Food & Drink » Food & Wine

Lillet Lore: A French Aperitif You Should Meet



A few weekends ago, I found myself bursting into song — belting out the makeshift lyrics, "I love a Lillet" in the best Ethel Merman impersonation I could muster.

I do love a Lillet (pronounced "lee LAY"). I had my first glass of the apéritif over a decade ago — and it was such a delicious departure from what I usually drink that the details are still fresh in my mind. It was Easter, and I'd arrived at a friend's house for brunch. Her husband handed me a vintage wine glass filled with an intoxicating berry-hued liqueur that he'd topped with club soda. I was expecting to taste red wine, but what I got on my first sip was the taste of spring: something more citrus-y than wine and a bit more bitter and medicinal. That was Lillet Rouge.

A latecomer to the Maison Lillet family, Lillet Rouge first came on the market in 1962, at the behest of American importer Michael Dreyfus. The original apéritif, a white wine and quinine blend, came on the market some 90 years earlier, when Kina Lillet was invented by brothers Paul and Raymond Lillet. They built their empire on a concept first brought to France by Father Kermann, a late 18th-century physician who had worked in Brazil, where quinine was used to ease malaria symptoms. The Lillet brothers, who lived in the Bordeaux wine region of Podensac, entered into the "tonic wine" market a century later, founding their company in 1872, just two years after France's Third Republic was established.

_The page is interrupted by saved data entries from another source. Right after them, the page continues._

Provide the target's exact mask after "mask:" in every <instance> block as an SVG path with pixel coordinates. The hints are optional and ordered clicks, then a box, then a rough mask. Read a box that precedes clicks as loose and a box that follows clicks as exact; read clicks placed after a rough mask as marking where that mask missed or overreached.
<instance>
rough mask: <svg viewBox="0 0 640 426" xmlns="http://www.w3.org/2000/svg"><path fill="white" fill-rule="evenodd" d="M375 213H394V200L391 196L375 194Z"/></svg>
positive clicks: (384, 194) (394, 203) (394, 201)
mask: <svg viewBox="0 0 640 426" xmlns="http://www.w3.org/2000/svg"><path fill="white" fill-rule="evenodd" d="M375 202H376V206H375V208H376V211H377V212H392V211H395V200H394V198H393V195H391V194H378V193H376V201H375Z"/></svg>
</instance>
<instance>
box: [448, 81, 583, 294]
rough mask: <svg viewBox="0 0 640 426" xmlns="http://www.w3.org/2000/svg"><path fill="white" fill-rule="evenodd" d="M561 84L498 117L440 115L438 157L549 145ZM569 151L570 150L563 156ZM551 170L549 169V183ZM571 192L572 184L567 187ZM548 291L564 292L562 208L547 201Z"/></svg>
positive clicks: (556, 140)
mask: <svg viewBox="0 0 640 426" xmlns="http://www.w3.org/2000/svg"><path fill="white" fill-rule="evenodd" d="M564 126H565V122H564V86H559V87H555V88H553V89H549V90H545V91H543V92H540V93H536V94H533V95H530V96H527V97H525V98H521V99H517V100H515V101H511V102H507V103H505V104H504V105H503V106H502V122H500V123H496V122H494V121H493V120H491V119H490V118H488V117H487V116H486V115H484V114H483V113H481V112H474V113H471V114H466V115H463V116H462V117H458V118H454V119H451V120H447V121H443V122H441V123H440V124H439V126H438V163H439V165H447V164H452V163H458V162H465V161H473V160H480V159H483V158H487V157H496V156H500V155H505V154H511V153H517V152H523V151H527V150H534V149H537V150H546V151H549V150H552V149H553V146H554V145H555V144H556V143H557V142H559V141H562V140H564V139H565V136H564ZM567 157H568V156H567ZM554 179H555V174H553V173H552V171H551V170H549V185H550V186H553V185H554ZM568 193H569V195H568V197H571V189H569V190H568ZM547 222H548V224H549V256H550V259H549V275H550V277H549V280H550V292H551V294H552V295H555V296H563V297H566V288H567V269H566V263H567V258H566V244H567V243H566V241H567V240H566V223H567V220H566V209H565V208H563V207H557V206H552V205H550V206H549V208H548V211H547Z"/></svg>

By the 20th century, Lillet was a popular high society drink. It was also a huge hit in Africa, where colonialists and travelers feared the dreaded malaria. The recipe was tinkered with in the 1980s, when scientists at Bordeaux University's Institute of Oenology reduced the sugar content and rebalanced the formula for acidity and sweetness.

Today, Lillet comes in three varietals: Blanc, Rouge, and Rosé, all of which should be stored in the fridge. I haven't experimented enough to tell you whether the quinine content will indeed keep the mosquitoes at bay, but I do know that when the dogwoods start blooming and the azaleas begin to bud, it's time to bring out the Lillet.

While Europeans drink Lillet simply — over ice, garnished with a citrus peel — Americans tend to use the apéritif as a base for fancier cocktails. There's the Vesper Martini, popularized by James Bond in Ian Fleming's novel Casino Royale. The cocktail can be made with vodka and Lillet Blanc, or with a combination of vodka, gin, and Lillet.

Whichever route you choose, shake with bitters and cracked ice, then garnish your drink with a lemon peel. I prefer another Martini variation called the Liberté, which is a less pretentious blend of Lillet Blanc (three ounces), gin (one ounce), and a few dashes of orange bitters. I also recommend the French Connection, a blend of equal parts Lillet Blanc and Cognac, mixed with Angostura, orange bitters, and a few spoonfuls of honey syrup.

I'm not much of a red wine drinker overall, but I do love the Lillet Rouge Tonic, an easy and elegant cocktail. Just fill a wine glass halfway with the apéritif, then top with tonic water and an orange slice. I'm also a devotee of the Bootsy Collins, a cheeky variation on a Tom Collins that I found in the pages of Saveur magazine. Make it yourself by combining two ounces each of vodka and Lillet Rouge, and one ounce each of lemon juice and simple syrup. Mix in a shaker filled with ice, strain, and garnish with lemon wheels.